Wheeled machines typically come with a dozer blade. "A refined parallelogram blade better handles backfill and cleanup duties, while serving as a third stabilizer during digging," says Hendry.

Even though the blade is standard, some customers only want the outriggers, says Escalante. But both are recommended.

"[The outriggers and blade] can be used to make work easier on the jobsite and improve the efficiency of the machine," he explains. "You can use the blade as an add-on attachment in addition to any attachment you have on the end of the stick. For example, if you are moving a large-diameter pipe and you have a bucket or a thumb, you can just bring that pipe against the blade and transport it very easily." Simply grab it between the attachment and blade, lift it and transport.

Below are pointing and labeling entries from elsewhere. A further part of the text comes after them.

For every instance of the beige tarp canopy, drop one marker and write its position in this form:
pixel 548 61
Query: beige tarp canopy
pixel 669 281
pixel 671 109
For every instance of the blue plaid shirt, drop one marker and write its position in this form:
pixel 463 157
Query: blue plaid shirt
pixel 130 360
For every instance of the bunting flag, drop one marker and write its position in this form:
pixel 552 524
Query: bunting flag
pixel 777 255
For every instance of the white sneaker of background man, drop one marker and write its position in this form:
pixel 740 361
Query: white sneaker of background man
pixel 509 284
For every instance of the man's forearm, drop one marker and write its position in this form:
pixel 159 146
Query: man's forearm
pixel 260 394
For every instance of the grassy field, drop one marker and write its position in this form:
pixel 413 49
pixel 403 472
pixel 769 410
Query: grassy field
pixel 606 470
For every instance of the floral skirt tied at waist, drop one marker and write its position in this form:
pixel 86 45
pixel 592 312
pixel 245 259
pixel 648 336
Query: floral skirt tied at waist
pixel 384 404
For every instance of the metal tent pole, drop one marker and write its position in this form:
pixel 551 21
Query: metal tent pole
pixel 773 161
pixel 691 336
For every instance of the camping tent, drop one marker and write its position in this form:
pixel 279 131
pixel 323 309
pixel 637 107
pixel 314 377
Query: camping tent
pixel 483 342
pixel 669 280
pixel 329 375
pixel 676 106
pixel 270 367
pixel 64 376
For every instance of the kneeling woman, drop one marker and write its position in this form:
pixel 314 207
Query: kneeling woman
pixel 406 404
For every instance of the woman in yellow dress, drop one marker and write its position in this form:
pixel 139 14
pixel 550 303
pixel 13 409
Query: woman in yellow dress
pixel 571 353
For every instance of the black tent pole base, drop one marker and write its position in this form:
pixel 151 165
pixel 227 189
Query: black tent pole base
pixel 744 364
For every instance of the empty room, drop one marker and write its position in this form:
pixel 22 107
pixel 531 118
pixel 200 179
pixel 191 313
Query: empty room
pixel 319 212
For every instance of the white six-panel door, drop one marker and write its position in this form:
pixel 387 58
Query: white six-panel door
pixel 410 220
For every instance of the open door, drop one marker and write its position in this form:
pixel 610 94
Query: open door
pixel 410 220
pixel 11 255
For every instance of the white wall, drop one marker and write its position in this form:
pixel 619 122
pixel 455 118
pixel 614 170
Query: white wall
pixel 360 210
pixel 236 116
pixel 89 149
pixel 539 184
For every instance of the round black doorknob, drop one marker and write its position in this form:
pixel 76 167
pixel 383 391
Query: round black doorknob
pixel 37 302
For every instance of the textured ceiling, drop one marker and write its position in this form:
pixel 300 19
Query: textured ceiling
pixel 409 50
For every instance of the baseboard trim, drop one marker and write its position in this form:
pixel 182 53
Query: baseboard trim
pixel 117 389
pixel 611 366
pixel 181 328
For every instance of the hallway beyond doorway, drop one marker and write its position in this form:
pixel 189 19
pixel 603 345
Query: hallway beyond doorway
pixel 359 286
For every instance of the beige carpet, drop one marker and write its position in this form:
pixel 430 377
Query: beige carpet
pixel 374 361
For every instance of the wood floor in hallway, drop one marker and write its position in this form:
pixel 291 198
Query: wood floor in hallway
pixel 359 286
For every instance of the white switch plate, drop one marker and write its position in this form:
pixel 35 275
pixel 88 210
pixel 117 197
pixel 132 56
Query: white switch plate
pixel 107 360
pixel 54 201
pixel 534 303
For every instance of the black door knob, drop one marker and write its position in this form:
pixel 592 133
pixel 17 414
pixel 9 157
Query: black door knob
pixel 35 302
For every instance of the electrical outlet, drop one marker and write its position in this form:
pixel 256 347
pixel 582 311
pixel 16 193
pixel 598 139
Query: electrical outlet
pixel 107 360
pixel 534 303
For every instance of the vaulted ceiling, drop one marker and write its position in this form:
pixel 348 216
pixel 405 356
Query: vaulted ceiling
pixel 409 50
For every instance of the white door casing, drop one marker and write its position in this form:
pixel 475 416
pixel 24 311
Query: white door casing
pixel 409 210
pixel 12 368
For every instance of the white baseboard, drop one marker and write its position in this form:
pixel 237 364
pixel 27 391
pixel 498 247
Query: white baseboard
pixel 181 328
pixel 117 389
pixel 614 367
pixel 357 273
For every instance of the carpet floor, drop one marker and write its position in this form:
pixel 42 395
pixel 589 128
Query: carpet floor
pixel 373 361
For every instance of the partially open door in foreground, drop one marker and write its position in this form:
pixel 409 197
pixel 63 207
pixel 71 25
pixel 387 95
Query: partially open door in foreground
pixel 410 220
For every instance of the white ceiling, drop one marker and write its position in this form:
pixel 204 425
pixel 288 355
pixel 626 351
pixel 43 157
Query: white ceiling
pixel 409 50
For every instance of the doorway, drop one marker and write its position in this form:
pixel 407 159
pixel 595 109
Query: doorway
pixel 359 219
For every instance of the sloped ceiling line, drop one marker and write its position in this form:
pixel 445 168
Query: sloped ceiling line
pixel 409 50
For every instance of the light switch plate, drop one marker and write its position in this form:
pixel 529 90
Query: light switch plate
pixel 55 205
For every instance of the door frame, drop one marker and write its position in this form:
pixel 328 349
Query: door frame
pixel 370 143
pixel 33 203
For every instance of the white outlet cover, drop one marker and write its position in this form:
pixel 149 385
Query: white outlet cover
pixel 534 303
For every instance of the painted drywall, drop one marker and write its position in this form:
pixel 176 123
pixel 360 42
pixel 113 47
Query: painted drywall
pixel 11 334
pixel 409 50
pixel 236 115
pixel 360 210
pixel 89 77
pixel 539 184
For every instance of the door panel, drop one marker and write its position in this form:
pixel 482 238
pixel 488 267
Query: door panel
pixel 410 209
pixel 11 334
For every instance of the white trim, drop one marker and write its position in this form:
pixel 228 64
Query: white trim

Also, the dozer blade provides more surface contact area than two outriggers.

LOOKING TO THE FUTURE

Escalante believes the wheeled excavator is the "machine of the future." "The wheeled excavator has not impacted the market yet," he states. Customers are still being educated.

"For those customers just going into business, the wheeled excavator is the most versatile. You can dig like with a tracked excavator and move the wheeled unit around from site to site without having to invest in a truck and trailer," he notes. They are also well suited to urban areas. "For a customer who works in landscaping or a small contractor who is working in subdivisions, the wheeled excavator is the proper machine for use, mainly because you can move it from one place to another without any additional transport unit."

Even so, don't expect wheeled excavators to achieve mainstream status in the near future. "I think [they are] going to maintain their niche market. They are still going to be a staple for municipalities where they can road that machine... They can just travel to where they need to do the utility work or maintenance work without tearing up asphalt," says Ellis. "[Wheeled excavators] may lose a little traction in road construction because of all of the new reduced tailswing machines. With the reduced tailswing machines, you don't have to shut down that extra lane."